Thursday, October 02, 2008

symantec's reputation is in the clouds

the folks at symantec posted something interesting today - It's All About Reputation...

well, they're not the first ones to go into the cloud (obviously, see panda, trend, mcafee, etc)... nor are they the first to go with a reputation system (drive sentry, for starters)... are they the first to put a reputation system in the cloud? i don't know, maybe, but at this point it still doesn't seem like such a big deal...

what gets me, though, is the idea that it's no longer using fingerprints... a reputation system that says X is good, Y is bad, and Z is unknown is basically just a combination of a blacklist and a whitelist - and it's not a bad idea, i've been saying they complement each other well for quite a while now so actually putting both paradigms into a single product makes a lot of sense... the blacklist is what says Y is bad, the whitelist is what says X is good, and since Z isn't on either list it gets called unknown... the thing is blacklists use signatures (fingerprints) and in their own way whitelists do to - they have to in order to make sure the thing you're looking at really is the same thing you saw before and determined to be good/bad... it can't work without a signature/fingerprint/whatever... this new reputation system may use a different form of signatures, but it definitely uses them...

and as for how this protects you from brand new threats as the post suggests, i can only imagine it works like this: things on the blacklist are stopped from executing automatically, things on the whitelist are allowed to execute transparently, and things that aren't on either list will cause the user to be given an "are you sure?" prompt... finally, someone's putting dr. solly's perfect.bat (which asked the user if the file being scanned was a virus or not) to good use...
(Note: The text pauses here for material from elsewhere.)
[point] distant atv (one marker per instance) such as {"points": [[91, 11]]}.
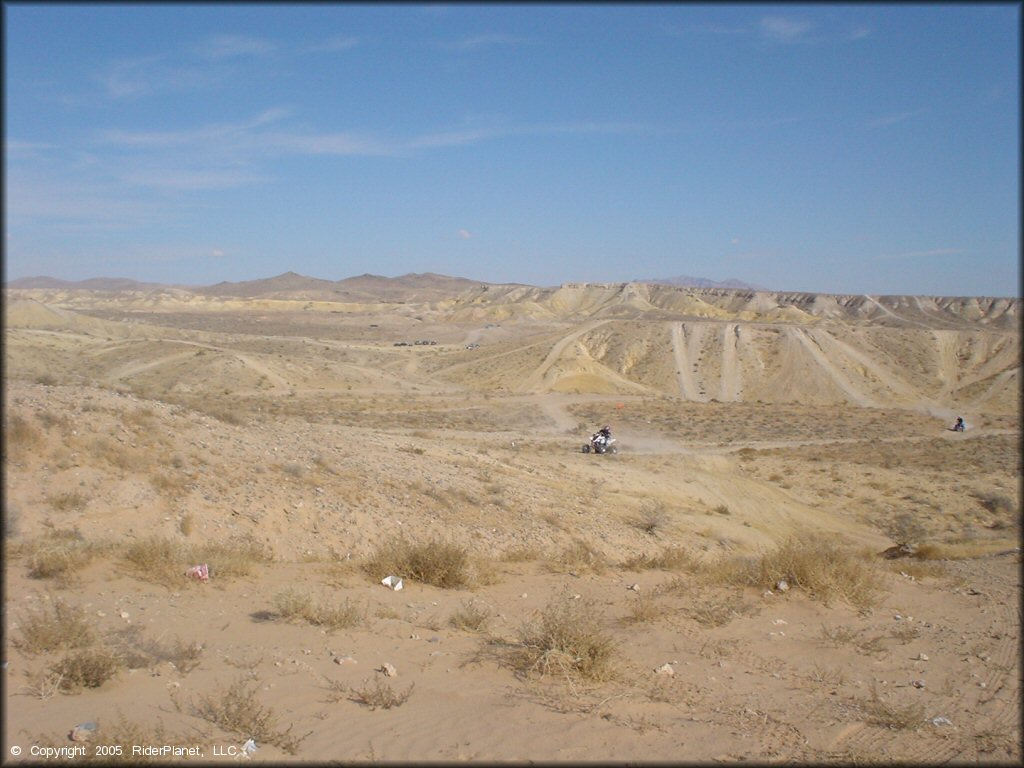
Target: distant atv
{"points": [[600, 443]]}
the other way it might work is that the unknowns get automatically run in a sandbox of some sort... not a sandbox meant for malware classification, mind you (a number of products already do that), but a sandbox intended to separate the handling of untrusted items from the trusted host system... i mean, since they're already adding 2 of the 3 preventative paradigms into a single product (hopefully seamlessly), wouldn't it be cool if they added the 3rd as well? i won't hold my breath for them actually implementing this, though...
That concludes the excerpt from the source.